Cathedrals as Monuments (4)
Hold-to-light postcards were very popular at the turn of the century, especially for Christmas cards, or those with pictures of important sights and monuments. In this image of St. Patrick's Cathedral in New York City, light streams through the windows of the church and the surrounding buildings, as well as from the moon and stars in the sky above it. Aside from the monumental nature of the church's neo-gothic architecture, the cathedral appears to dominate its surroundings, offering the greatest source of light in the image. As in other pictures of cathedrals, people seem to be included to underscore the church's massize size.

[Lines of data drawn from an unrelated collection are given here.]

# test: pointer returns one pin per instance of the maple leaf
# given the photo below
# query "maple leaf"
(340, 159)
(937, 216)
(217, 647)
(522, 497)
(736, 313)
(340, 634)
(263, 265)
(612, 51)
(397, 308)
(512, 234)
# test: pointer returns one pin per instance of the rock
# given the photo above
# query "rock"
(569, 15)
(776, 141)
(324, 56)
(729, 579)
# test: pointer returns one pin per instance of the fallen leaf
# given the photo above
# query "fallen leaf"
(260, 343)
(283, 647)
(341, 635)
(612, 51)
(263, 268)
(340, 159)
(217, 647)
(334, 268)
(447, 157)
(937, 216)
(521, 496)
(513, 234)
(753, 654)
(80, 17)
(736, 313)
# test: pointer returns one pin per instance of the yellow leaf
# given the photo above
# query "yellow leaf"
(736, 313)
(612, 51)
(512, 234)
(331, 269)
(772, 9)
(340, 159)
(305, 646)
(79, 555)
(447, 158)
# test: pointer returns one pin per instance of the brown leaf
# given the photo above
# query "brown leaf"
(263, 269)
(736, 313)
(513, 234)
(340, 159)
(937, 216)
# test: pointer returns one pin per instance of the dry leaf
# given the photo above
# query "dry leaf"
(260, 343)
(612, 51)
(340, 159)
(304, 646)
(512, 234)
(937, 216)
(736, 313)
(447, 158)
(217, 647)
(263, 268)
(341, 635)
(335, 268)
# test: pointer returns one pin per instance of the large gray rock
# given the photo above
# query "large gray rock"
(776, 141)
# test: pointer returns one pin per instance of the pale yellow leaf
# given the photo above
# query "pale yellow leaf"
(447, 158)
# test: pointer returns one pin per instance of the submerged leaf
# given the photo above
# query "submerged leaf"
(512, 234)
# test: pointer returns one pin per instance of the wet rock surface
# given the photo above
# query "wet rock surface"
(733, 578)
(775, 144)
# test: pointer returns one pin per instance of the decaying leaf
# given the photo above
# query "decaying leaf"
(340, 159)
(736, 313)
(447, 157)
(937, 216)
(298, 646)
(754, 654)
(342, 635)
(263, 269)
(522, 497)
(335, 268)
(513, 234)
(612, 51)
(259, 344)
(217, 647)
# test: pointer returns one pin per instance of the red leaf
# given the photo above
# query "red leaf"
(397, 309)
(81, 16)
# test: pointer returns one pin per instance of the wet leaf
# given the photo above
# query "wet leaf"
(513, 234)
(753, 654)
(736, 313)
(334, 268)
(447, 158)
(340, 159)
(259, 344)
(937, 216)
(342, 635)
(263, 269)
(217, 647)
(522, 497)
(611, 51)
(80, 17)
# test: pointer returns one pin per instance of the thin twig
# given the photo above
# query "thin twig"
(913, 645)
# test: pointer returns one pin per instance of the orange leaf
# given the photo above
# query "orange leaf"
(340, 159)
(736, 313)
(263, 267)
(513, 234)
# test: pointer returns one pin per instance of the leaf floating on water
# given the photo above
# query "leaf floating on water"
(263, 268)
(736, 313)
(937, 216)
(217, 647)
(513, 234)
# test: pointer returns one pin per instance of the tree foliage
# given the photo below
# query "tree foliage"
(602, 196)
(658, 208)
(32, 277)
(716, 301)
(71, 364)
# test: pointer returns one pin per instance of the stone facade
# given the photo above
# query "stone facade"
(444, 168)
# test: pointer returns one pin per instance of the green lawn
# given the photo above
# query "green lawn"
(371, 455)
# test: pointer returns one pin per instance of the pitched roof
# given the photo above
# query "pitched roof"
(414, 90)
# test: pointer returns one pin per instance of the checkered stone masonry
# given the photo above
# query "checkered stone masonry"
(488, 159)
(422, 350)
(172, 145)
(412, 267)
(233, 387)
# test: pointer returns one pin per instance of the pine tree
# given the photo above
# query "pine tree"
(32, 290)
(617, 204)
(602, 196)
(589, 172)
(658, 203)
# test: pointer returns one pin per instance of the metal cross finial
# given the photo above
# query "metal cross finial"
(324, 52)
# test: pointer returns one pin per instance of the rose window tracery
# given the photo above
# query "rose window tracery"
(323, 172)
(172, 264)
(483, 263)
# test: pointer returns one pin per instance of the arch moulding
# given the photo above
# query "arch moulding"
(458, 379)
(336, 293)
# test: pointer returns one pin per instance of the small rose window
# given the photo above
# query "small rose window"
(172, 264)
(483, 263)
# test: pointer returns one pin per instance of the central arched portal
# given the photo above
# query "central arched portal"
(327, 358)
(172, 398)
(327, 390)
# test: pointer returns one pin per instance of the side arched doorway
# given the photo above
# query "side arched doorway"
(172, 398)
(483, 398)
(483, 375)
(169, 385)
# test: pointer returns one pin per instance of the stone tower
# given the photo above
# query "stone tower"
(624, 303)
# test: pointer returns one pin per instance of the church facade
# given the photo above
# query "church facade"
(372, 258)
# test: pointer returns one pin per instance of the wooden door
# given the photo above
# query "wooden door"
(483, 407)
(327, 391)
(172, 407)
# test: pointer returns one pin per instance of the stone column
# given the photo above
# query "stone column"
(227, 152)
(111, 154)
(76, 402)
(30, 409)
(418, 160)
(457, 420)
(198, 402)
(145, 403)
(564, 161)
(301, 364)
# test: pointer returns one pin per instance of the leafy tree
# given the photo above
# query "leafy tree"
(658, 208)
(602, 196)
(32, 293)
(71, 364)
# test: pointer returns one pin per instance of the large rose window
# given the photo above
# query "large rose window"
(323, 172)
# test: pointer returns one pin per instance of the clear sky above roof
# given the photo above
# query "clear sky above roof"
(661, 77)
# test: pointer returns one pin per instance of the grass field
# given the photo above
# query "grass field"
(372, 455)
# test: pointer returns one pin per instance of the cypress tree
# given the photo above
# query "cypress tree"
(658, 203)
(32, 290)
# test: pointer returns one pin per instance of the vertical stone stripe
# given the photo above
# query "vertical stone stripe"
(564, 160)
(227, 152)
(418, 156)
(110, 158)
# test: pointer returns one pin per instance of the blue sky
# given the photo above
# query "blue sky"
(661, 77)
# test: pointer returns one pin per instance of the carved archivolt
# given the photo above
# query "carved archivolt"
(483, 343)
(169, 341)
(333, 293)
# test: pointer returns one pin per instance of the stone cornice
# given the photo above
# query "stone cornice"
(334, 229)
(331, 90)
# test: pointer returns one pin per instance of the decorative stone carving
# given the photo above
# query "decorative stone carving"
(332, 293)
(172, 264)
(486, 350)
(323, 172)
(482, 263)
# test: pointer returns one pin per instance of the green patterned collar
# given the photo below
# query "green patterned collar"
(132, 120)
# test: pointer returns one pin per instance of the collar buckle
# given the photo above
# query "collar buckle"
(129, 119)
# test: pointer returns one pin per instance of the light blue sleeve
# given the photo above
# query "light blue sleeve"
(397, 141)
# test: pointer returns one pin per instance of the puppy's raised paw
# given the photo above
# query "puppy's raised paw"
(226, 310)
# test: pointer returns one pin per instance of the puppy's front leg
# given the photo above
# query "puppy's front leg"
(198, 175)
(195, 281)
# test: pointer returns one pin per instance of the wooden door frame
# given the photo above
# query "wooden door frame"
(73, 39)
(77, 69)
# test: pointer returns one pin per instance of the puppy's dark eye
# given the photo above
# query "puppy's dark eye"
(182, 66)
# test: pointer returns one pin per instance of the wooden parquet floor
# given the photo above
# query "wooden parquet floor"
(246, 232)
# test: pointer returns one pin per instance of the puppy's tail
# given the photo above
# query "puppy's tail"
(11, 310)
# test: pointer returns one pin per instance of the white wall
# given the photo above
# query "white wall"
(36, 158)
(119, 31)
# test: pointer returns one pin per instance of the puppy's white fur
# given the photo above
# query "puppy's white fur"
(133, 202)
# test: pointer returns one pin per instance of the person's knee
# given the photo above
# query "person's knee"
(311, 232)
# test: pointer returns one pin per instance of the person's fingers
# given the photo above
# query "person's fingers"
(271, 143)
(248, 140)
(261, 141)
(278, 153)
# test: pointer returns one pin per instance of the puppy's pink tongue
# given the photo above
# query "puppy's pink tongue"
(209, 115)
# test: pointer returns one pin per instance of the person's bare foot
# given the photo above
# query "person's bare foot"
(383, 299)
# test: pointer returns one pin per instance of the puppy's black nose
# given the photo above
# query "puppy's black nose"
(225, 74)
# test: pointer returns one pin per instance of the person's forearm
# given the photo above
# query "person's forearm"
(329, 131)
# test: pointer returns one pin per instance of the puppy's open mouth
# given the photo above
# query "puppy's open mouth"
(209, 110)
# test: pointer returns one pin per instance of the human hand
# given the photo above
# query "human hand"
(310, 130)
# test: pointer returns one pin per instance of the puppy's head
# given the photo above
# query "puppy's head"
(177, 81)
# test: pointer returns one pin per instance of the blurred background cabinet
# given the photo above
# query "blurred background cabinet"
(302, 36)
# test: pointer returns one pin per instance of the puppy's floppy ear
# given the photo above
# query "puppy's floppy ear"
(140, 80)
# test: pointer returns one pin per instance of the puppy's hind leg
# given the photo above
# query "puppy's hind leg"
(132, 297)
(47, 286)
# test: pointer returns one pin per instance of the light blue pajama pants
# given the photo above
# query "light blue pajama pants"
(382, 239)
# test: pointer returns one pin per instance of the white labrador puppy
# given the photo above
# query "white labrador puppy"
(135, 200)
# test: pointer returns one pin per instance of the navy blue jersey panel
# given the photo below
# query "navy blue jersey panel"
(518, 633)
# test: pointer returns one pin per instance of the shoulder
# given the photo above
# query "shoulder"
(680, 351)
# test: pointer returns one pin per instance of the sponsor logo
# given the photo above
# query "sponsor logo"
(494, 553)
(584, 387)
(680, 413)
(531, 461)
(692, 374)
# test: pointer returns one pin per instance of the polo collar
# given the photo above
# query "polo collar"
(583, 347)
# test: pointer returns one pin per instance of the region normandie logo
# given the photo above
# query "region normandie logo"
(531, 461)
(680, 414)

The somewhat contemporaneous hold-to-light postcard below contains a number of contradictory elements, at least for the modern viewer. It seems fashioned for Christmas greetings, but shows German troops marching triumphantly into Warsaw on August 5, 1915 in the foreground, while a cathedral is burning in the background, the flames being rendered by the hold-to-light portion of the card. Nationalistic touches are furnished by the German imperial flag in the center of the image, as well as the strips of bunting with the colors of the victors' flags in the lower left-hand corner of the card (Austro-Hungarian colors) and encircling the wreath in the upper left-hand corner (German colors). The juxtaposition of both the hold-to-light effect and Christmas theme with the burning cathedral and victorious soldiers seems odd to the modern viewer, but no doubt served to boost morale in wartime. In addition, the fact that the Germans used cathedrals in overthrown towns as focal points in their military postcards suggests the monumental status such churches possessed.